In the midst of working on her third album, Youngs decided to do things on her own and started a fundraiser to finance the new material. Although calling the shots can be daunting, Youngs is excited to really have a say on this project. "I won't have anybody looking over my shoulder on this record," she says. "It's really exciting because I can do whatever I want. Dan [Romer, producer] and I might end up taking things a lot farther than we have in the past."
With some new material in the works, Youngs has started choosing which songs will make the cut and how "they're going to be thematically unified."
"I've definitely been motoring on in the writing department already and have some preliminary arrangements, rehearsals with my producer, Dan, and with Elliott [Jacobson] playing drums," Youngs says. "It's sort of like 'bang out and get a feel of the vibe for everything' before we actually start working."
Youngs has also decided to take a different approach to making the new record. Instead of putting her songs through every new piece of software or technology, she wanted to give it a warmer feel.
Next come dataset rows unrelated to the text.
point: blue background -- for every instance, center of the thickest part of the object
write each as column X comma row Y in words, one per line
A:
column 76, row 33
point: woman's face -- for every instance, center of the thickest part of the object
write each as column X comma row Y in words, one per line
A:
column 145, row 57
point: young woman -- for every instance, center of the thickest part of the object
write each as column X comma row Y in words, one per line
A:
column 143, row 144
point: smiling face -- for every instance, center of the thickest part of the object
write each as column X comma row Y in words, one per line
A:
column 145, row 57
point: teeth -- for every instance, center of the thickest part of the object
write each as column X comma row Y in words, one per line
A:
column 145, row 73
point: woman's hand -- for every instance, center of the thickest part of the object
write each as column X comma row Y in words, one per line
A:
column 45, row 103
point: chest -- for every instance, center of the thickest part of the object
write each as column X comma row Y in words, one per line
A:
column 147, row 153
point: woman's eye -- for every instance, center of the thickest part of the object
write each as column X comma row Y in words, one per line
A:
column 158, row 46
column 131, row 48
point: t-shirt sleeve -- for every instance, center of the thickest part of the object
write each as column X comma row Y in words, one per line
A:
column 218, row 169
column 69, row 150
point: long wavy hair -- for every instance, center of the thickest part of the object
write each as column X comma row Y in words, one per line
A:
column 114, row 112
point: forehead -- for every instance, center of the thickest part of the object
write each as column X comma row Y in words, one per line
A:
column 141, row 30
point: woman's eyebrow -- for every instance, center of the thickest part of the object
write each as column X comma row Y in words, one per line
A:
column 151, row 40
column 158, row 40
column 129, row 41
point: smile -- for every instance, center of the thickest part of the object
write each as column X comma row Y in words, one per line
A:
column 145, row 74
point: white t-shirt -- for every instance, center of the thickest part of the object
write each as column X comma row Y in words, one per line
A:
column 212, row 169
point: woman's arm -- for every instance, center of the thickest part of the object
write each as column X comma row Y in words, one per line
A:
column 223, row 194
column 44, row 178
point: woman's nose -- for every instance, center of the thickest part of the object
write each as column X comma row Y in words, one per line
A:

"I thought it would probably feel better for the listening experience if it started from a more organic place. That's my goal -- to have it feel more like you're listening to record from the '60s," Youngs says. "People were all in a room together [to] hopefully not have that chilly tinge that comes from Pro Tools. All the freedoms that are afforded to people like myself, all the technological advances can be chilly and less organic sounding."
Having complete control over her work, Youngs knows that this could all also backfire on her and will take full responsibility for it. "If I make a record and everyone hates it, then there's nobody I can blame but myself," she says.